Josh Gilbert, an eToro market analyst, supports Khullar’s perspective, suggesting that the expected Federal Reserve rate cuts could benefit crypto assets. “Crypto assets have sold off, but many investors will see an opportunity. We see Federal Reserve rate cuts, which are now likely to come sharper than expected, as hugely positive for crypto assets,” Gilbert told Coindesk.

Despite the recent volatility, crypto continues to make strides toward mainstream acceptance. Notably, Morgan Stanley will allow its advisors to offer Bitcoin ETFs starting Wednesday. This follows more than half a year after the introduction of the first Bitcoin ETF. The investment bank will enable over 15,000 of its financial advisors to sell BlackRock’s IBIT and Fidelity’s FBTC. This move is seen as a significant step toward the “mainstreamization” of crypto, given the lengthy regulatory and company processes in major investment banks.

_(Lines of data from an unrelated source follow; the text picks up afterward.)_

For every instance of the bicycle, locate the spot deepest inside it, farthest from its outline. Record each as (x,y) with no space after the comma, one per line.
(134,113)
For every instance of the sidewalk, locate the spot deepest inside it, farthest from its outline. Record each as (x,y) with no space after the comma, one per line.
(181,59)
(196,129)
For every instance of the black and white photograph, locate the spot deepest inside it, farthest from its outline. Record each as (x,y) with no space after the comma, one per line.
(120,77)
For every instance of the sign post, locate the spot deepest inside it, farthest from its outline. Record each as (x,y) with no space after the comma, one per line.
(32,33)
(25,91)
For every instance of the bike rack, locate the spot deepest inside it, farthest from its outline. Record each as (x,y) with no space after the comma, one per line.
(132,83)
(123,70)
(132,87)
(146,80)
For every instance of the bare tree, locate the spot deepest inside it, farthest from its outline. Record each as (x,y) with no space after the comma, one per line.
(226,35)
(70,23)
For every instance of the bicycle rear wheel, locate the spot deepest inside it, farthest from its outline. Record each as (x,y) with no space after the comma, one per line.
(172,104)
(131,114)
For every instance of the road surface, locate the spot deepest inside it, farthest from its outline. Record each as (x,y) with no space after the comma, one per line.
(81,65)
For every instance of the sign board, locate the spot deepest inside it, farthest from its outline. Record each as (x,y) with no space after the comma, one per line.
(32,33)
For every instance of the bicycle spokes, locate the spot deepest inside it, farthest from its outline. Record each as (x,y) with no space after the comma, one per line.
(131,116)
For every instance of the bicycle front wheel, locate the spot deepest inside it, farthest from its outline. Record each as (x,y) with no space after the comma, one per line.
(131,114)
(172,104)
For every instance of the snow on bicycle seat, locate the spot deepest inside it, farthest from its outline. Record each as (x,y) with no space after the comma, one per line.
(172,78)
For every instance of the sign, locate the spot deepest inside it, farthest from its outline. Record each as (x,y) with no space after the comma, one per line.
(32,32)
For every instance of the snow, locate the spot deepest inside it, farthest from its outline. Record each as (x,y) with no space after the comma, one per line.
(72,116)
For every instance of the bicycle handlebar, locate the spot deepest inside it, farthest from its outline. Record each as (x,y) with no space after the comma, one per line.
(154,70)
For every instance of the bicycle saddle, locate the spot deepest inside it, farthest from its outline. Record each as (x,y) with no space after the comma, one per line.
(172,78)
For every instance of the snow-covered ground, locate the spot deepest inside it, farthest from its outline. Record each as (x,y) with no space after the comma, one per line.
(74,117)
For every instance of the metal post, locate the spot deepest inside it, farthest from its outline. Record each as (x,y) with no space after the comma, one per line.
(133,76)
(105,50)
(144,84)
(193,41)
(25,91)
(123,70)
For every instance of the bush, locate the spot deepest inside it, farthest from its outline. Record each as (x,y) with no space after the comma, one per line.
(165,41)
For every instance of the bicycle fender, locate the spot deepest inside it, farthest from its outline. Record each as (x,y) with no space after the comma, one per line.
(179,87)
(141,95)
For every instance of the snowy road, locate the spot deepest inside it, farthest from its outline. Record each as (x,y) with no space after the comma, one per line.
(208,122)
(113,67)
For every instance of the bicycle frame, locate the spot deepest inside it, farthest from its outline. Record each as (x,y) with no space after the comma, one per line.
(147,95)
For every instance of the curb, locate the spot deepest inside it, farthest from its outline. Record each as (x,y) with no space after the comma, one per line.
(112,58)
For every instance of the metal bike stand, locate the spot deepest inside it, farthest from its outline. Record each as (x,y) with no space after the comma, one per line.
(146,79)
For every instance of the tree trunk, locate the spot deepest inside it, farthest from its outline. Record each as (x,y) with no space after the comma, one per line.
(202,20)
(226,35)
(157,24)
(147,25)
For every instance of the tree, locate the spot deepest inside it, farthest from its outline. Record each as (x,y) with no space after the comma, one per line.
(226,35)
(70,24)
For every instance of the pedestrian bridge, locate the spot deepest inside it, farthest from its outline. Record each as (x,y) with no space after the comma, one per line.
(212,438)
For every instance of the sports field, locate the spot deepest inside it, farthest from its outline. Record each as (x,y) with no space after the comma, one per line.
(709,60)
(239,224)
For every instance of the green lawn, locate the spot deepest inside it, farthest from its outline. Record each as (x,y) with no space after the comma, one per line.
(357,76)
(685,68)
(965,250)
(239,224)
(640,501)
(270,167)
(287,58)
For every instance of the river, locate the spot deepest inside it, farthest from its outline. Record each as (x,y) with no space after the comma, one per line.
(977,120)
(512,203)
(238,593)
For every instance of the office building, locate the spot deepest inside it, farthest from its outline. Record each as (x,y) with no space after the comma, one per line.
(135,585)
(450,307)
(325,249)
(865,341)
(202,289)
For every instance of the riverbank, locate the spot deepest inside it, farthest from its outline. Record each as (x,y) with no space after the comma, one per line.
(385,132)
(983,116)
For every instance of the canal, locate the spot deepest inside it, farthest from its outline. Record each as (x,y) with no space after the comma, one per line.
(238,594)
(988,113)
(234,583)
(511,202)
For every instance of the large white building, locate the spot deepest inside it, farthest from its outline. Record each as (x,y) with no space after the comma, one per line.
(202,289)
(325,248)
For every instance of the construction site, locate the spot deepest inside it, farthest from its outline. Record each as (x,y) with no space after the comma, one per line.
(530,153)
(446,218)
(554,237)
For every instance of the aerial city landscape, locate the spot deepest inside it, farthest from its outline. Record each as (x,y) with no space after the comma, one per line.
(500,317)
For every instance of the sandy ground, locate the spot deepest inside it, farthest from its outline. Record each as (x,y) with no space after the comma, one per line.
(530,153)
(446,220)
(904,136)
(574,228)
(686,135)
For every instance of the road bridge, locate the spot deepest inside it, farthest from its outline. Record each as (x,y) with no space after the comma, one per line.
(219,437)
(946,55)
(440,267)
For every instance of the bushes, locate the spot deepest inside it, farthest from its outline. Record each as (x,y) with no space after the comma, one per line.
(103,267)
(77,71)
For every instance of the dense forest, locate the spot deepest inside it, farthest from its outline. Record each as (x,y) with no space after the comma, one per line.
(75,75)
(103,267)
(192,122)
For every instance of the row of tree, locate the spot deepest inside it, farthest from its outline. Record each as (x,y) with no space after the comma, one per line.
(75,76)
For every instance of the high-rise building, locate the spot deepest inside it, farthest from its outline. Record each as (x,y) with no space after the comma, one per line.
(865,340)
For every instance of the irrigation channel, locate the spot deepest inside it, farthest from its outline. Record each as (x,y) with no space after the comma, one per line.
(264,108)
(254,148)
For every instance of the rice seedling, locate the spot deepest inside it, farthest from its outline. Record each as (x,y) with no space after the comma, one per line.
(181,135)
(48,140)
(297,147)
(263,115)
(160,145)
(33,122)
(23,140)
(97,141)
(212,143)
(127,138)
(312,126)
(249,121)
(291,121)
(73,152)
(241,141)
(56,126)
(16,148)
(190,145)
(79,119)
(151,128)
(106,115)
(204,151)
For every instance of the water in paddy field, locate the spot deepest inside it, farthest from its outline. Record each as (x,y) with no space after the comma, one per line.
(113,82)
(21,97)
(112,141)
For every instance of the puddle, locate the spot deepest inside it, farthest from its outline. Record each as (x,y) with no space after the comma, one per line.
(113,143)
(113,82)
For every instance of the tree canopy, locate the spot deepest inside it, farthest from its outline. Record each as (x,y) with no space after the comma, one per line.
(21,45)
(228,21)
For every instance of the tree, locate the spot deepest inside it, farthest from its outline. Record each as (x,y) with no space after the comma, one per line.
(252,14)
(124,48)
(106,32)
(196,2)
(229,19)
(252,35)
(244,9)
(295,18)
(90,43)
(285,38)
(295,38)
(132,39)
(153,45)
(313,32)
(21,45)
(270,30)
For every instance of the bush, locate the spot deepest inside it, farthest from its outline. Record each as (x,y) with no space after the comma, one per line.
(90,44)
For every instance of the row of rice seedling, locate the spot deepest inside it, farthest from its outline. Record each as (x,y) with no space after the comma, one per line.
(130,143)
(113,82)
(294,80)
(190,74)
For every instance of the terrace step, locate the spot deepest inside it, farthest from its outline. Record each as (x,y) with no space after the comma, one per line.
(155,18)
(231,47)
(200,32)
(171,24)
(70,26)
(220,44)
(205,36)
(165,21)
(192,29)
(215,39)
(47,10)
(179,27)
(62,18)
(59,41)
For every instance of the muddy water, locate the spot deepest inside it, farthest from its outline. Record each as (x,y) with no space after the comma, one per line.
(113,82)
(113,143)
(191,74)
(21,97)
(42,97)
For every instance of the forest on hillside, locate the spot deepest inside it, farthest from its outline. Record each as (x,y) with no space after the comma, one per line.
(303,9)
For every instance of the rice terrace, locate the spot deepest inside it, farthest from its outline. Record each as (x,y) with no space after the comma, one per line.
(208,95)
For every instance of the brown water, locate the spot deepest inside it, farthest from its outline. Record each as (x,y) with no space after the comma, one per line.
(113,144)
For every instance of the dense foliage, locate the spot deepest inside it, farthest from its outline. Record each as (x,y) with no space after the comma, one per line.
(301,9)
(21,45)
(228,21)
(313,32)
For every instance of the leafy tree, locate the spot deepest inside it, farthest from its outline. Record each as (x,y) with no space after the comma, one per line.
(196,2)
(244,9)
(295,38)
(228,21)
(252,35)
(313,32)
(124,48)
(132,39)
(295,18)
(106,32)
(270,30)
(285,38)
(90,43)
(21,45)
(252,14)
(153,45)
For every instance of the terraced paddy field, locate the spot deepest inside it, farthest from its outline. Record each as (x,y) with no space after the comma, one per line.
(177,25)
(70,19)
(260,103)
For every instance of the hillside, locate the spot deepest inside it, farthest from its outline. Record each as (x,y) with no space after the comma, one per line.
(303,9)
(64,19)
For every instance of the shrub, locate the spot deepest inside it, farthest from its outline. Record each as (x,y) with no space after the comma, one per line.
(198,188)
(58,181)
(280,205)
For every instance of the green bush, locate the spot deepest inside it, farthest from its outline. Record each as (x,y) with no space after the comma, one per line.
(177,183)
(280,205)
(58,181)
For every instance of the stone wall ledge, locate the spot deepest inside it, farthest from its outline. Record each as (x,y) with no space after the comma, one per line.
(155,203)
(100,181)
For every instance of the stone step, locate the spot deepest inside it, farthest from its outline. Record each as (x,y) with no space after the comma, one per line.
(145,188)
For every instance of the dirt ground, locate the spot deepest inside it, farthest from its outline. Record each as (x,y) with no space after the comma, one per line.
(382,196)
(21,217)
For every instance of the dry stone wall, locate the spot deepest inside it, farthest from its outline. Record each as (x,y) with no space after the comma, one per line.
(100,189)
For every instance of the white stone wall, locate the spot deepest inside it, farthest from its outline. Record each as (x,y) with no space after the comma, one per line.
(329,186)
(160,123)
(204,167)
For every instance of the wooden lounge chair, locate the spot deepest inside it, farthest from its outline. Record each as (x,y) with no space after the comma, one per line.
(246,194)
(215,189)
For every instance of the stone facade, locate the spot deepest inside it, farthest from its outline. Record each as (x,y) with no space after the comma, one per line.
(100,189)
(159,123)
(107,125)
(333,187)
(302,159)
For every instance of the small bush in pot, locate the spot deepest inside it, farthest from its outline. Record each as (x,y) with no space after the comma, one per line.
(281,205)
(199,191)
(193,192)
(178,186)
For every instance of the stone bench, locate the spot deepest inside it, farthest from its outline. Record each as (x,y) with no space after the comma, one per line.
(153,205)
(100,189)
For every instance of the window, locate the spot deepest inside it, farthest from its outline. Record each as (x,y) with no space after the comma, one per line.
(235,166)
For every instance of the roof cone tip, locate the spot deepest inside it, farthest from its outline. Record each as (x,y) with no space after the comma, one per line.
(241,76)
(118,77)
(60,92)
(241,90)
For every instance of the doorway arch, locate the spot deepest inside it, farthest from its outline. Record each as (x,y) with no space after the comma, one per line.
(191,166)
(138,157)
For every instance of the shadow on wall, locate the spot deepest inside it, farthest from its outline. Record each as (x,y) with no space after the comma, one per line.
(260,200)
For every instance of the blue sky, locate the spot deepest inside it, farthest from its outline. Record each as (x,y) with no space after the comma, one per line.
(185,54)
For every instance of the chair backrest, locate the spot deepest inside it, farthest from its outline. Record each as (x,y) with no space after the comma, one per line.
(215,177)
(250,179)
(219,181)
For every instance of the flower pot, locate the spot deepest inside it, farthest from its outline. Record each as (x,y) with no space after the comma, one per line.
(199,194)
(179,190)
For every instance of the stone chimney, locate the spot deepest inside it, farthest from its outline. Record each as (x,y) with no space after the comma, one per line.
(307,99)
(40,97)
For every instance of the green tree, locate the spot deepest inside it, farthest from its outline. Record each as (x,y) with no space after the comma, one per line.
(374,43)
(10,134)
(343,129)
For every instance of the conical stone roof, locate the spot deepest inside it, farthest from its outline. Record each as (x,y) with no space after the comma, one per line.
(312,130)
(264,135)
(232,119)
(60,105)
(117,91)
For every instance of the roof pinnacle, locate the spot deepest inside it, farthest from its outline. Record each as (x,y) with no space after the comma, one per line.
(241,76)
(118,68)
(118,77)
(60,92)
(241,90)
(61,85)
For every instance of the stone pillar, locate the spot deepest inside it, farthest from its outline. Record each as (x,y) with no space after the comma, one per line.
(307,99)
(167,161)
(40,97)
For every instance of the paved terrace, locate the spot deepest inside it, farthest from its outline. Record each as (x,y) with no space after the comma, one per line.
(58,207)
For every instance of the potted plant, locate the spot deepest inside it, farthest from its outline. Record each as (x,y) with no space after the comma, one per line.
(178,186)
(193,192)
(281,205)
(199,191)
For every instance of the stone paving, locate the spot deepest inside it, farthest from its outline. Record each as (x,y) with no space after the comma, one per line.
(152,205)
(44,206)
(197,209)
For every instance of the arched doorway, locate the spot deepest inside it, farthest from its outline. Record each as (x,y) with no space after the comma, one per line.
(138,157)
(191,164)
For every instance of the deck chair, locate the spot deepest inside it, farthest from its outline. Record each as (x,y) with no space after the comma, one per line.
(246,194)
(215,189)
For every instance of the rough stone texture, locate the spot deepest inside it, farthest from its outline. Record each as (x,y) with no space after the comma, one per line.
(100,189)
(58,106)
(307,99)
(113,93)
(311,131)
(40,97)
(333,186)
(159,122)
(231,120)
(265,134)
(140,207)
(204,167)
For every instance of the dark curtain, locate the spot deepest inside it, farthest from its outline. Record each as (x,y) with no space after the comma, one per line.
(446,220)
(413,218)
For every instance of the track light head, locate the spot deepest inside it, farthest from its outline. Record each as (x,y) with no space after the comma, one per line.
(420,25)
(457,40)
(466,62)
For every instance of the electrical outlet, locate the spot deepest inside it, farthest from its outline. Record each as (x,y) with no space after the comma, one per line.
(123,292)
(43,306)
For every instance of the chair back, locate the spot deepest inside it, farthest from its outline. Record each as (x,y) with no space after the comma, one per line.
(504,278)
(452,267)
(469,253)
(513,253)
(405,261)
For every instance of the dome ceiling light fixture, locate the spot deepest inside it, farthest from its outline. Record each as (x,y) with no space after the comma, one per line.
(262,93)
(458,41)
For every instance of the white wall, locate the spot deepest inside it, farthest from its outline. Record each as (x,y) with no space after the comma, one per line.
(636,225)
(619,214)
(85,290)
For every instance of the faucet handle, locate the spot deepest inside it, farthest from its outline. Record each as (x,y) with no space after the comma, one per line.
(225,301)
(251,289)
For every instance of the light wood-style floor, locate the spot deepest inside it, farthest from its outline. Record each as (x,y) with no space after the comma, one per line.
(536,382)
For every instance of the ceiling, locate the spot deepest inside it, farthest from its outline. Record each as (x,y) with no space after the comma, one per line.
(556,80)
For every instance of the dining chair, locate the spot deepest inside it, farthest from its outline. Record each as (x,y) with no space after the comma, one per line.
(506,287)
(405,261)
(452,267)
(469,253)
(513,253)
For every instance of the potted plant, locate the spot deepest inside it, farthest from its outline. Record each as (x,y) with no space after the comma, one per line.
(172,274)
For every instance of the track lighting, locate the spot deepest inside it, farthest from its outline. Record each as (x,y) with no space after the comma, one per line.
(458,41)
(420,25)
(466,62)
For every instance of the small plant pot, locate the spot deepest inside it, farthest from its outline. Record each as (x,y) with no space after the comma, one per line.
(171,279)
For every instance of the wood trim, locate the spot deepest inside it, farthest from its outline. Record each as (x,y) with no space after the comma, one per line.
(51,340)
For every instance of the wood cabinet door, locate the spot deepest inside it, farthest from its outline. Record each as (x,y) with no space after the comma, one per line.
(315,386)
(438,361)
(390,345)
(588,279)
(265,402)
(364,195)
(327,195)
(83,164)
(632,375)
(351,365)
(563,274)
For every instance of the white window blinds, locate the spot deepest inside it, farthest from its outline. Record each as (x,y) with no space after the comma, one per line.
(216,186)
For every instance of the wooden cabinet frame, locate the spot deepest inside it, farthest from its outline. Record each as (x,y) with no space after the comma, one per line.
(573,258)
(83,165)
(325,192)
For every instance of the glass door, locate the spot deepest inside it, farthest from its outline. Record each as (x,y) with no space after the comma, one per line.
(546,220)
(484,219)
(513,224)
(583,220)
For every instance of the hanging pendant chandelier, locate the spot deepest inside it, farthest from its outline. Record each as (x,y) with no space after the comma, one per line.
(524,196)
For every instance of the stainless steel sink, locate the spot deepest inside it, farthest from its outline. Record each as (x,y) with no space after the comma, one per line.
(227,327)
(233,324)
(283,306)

The recent crypto market downturn highlights its volatility and the broader economic concerns affecting all risk assets. While some analysts see the current situation as a temporary sell-off and a buying opportunity, others caution against the speculative nature of crypto. As the market evolves, its role as a mainstream alternative asset continues to grow, marked by increasing institutional acceptance and new investment opportunities.